Value Prediction for Java Programs

Project Description

In Java, method return values can often be predicted using simple techniques. Such predictions are useful for speculative threading on multi-core architectures. This project is about analysing some typical Java programs to determine how and when their method return values can be predicted.

Project aims:

  1. adapt and extend the Sable Speculative Multi-threading tool for return value prediction in Java programs
  2. evaluate the accuracy and computational cost of existing return value prediction algorithms
  3. devise new and innovative prediction techniques

Project Progress

10 Apr 08

Developed Java code to implement three predictors:

  • last value prediction
  • stride value prediction
  • context prediction

Familiarization with Jikes RVM and DaCapo benchmarks


Objectives

10 Apr 08

  • (s) Change context predictor to work for any length of context (use array instead of hard-coded variables) (done 15 Apr 08)
  • (j) fix Jikes RVM so we can extract method return value traces (done 15 Apr 08)
  • (j) find Compilers info for background reading (done 15 Apr 08)

Objectives

15 Apr 08

  • (s) Use retval rvm with DaCapo benchmarks to get set of files with return values (done 22 Apr 08)
  • (s) Test all predictors (lvp,svp,contexts) on these return value files - for global prediction (done 22 Apr 08)
  • (s) Split context predictor into separate context tables based on actual return values (treat 0,1 specially) (carry forward)

Summary

22 Apr 08

  • Extracted all return values for global prediction, however some benchmark files are so big that the context predictor runs out of memory when the key length larger than 3.

Actions to take

  • (s) Recode context predictor to mask bottom N bits of key integers, to reduce context table size (although we know this may reduce accuracy). Trading off space and precision. (carry forward)
  • (s) Evaluate how accuracy changes for a length-4 context predictor when we vary the size of the key mask.

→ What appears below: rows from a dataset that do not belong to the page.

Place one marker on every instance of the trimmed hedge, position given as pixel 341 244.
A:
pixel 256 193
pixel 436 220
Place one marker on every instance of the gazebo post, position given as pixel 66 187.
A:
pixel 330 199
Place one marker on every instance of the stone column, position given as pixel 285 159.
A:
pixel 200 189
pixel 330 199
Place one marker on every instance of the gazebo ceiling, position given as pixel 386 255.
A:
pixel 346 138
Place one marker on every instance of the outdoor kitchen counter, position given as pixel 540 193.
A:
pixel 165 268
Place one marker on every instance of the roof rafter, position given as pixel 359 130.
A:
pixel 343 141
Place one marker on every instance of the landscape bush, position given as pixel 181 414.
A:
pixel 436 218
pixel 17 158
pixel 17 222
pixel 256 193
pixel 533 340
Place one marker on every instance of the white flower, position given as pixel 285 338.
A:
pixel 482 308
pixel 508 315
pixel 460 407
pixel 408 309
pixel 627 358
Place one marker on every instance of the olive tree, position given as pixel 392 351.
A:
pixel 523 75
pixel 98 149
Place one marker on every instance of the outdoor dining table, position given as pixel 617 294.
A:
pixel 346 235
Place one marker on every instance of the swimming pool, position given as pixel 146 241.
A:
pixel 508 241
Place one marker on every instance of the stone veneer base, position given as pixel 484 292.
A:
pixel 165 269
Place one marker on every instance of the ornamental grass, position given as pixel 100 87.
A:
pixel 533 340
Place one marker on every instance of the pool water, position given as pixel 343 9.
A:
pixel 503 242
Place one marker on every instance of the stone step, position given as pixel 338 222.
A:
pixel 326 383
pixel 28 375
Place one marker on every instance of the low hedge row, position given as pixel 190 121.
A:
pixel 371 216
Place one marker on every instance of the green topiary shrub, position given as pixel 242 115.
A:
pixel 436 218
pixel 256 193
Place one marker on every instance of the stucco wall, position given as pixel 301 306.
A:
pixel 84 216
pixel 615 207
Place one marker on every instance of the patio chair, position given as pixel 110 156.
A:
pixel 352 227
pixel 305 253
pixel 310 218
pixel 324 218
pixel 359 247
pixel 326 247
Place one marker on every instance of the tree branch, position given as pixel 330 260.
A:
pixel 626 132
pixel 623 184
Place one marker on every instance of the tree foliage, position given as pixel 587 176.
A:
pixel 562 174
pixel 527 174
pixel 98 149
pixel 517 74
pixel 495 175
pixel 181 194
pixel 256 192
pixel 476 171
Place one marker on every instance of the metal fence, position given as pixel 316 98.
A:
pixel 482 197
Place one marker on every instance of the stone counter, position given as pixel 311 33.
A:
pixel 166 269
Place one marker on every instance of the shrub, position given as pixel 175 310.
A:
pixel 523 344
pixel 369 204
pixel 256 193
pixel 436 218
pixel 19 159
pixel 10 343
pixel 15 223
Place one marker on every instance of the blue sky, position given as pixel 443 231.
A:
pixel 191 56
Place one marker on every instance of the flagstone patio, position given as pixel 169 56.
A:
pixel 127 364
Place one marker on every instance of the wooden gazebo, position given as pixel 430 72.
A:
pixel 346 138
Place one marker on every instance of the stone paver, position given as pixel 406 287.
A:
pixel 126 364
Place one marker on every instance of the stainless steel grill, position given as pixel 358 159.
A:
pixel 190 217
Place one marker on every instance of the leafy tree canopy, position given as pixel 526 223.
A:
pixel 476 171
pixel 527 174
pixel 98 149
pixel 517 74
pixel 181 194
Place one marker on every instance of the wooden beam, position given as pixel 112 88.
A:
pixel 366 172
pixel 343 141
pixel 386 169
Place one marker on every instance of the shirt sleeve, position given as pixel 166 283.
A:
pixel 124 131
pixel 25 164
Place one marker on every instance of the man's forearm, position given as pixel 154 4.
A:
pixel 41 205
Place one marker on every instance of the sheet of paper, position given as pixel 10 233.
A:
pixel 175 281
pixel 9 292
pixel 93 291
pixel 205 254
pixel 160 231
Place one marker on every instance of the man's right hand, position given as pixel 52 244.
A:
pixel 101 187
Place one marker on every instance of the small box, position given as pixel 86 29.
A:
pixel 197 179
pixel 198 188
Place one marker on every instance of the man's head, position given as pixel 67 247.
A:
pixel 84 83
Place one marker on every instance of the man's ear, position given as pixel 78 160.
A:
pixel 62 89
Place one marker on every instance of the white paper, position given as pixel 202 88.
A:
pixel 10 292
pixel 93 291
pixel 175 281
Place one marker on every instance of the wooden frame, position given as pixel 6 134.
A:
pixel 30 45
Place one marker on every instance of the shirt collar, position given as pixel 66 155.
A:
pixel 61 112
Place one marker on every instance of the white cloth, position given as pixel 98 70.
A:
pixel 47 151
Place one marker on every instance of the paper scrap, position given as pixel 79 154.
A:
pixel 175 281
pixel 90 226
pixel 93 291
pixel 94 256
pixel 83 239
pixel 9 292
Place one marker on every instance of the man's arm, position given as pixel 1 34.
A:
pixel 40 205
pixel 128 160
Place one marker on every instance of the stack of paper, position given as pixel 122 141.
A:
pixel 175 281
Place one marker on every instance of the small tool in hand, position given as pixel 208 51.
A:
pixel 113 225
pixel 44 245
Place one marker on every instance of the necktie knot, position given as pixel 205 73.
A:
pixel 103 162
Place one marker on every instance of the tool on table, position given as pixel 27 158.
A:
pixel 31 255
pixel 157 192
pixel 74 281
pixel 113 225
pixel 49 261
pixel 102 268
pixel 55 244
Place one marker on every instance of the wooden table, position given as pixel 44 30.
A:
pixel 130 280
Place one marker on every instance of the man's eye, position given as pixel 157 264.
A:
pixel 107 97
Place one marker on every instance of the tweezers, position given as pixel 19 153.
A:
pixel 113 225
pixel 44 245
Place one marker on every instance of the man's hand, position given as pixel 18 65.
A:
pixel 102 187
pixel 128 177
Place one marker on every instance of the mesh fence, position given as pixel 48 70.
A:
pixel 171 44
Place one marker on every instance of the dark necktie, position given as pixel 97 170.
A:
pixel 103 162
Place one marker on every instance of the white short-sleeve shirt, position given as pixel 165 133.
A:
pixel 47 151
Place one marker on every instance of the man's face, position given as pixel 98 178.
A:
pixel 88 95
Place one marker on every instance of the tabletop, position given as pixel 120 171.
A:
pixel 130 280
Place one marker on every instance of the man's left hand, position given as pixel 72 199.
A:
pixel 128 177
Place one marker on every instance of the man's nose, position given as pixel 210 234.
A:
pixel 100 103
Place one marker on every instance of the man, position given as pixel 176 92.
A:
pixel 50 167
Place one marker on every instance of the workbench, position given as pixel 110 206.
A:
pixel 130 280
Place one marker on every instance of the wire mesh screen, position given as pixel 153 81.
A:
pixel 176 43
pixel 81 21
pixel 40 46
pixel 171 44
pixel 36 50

Draw graphs for jython, luindex and chart, since these seem to be interesting benchmarks for prediction. (carry forward)
  • (s) Draft out a rough plan for the Project Background Research Report. (done)

Idea

24 Apr 08 Jeremy's idea - maybe try to implement a Jimenez-style neural predictor for return values??? How would we implement this?


Project Summary

6 May 08

  • written up first draft of background report (due 9 May). Jeremy suggested alterations, Swanand to redraft within next 24 hours. (done)
  • Jeremy's idea - maybe try to implement a meta-predictor - predict when another predictor is wrong...

Project Meeting

6 Jun 08

Use a mask, something like:

public class Mask {

    public static int NUM_BITS_IN_MASK = 3;
    public static int MASK = (1<<NUM_BITS_IN_MASK) - 1;

    public static void main(String [] args) {

    int i;

    for (i = 0; i < 1000; i++) {

        int maskedI = i & MASK;
        System.out.println(""+i + " " + maskedI);
    }

    }

}

You need to use the masked versions of the return values when creating your key String (still include the commas to separate the numbers).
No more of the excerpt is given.